SALT LAKE CITY - A Mexican paleontologist was cleaning up after lunch with a group of schoolchildren she'd been teaching to dig for bones in northeastern Mexico when she found the dinosaur bone. "I was basically collecting trash," Martha Carolina Aguillon Martinez recalled at a news conference Tuesday.
Twelve years later, after much digging, drilling and piecing together, it became clear that the helmet-crested, duck-billed dinosaur didn't belong to any previously identified species. This was new.
The composition of its skull — with a nose on top of its head and elongated nasal passages — meant its call was probably one of its most unique aspects, said Terry Gates, a Utah Museum of Natural History paleontologist who was part of a team of Mexican, American and Canadian experts involved with the excavation.
"They were like little trumpeters," he said. "This is totally odd and freakish."
Martinez, Gates and others talked about the find — which was published cat a news conference at the University of Utah on Tuesday.
Members of the species could likely have grown to 30 or 35 feet long, Gates said. The one recovered near Saltillo, the capital city of the Mexican state of Coahuila, was only about 25 feet because it died in adolescence, he said. That would have put the species, named Velafrons coahuilensis, around the same size as the Tyrannosaurus rex — though it probably wasn't as vicious, being a plant eater.

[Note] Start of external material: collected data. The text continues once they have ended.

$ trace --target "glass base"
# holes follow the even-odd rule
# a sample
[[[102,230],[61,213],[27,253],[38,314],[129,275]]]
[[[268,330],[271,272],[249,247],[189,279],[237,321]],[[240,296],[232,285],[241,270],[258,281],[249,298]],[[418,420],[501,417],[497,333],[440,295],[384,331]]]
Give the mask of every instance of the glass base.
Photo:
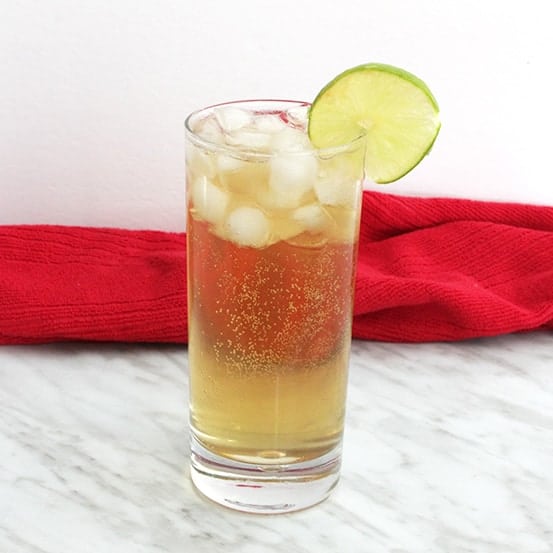
[[[191,438],[190,476],[196,488],[220,505],[248,513],[289,513],[320,503],[338,483],[340,461],[338,446],[301,463],[243,463]]]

Scientists have dated the fossil to about 72 million years ago, when much of eastern Mexico was still underwater.
"Velafrons was probably a beach bum," Gates said.

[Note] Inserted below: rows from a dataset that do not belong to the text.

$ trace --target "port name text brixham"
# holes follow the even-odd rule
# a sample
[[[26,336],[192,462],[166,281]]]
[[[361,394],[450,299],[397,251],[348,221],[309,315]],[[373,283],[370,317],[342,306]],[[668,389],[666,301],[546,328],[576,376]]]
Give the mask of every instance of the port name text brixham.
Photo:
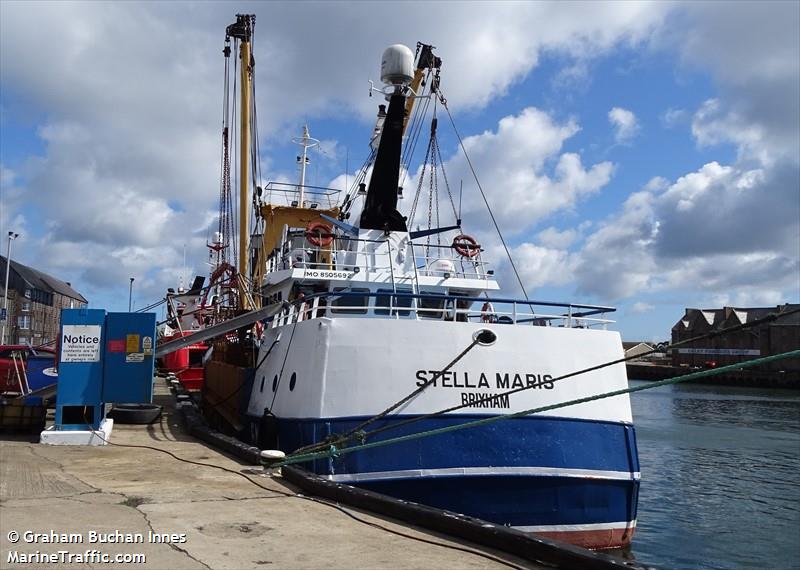
[[[85,536],[84,536],[85,534]],[[186,542],[186,533],[167,532],[100,532],[90,530],[80,532],[33,532],[22,533],[22,540],[28,544],[181,544]],[[13,541],[16,542],[16,541]]]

That could have contributed to its relatively short 10-million-year lifespan as a species, said Utah's state paleontologist Jim Kirkland, another expert involved with the project. He said the species' tendency to live near areas where rivers met the sea could have made for a precarious situation. Their habitat would have been susceptible to large storms in the same way the Mississippi River Delta was when it succumbed to disastrous effects during Hurricane Katrina in 2005, he said.
The scientists talked about the dinosaur find — which was published in the Journal of Veterbrate Paleontology in December — at a news conference at the University of Utah on Tuesday.
Researchers said the discovery helps fill in holes in the existing picture of the hadrosaur family, which could include as many as 10 varieties of duck-billed dinosaurs across North America.
"Up in Canada, there is a dinosaur very similar to this," Gates said. He said that could suggest migration patterns over time.
Scott Sampson, research curator at the museum, said the discovery both answers existing questions and poses new ones.
"This has opened up a whole new window — but also a whole new mystery — into the world of dinosaurs, and we hope Mexico holds the answers," he said. "The reality is, we've just scratched the surface."
Sampson also said information about another new species from a nearby site — a relative of the triceratops — should be available this fall.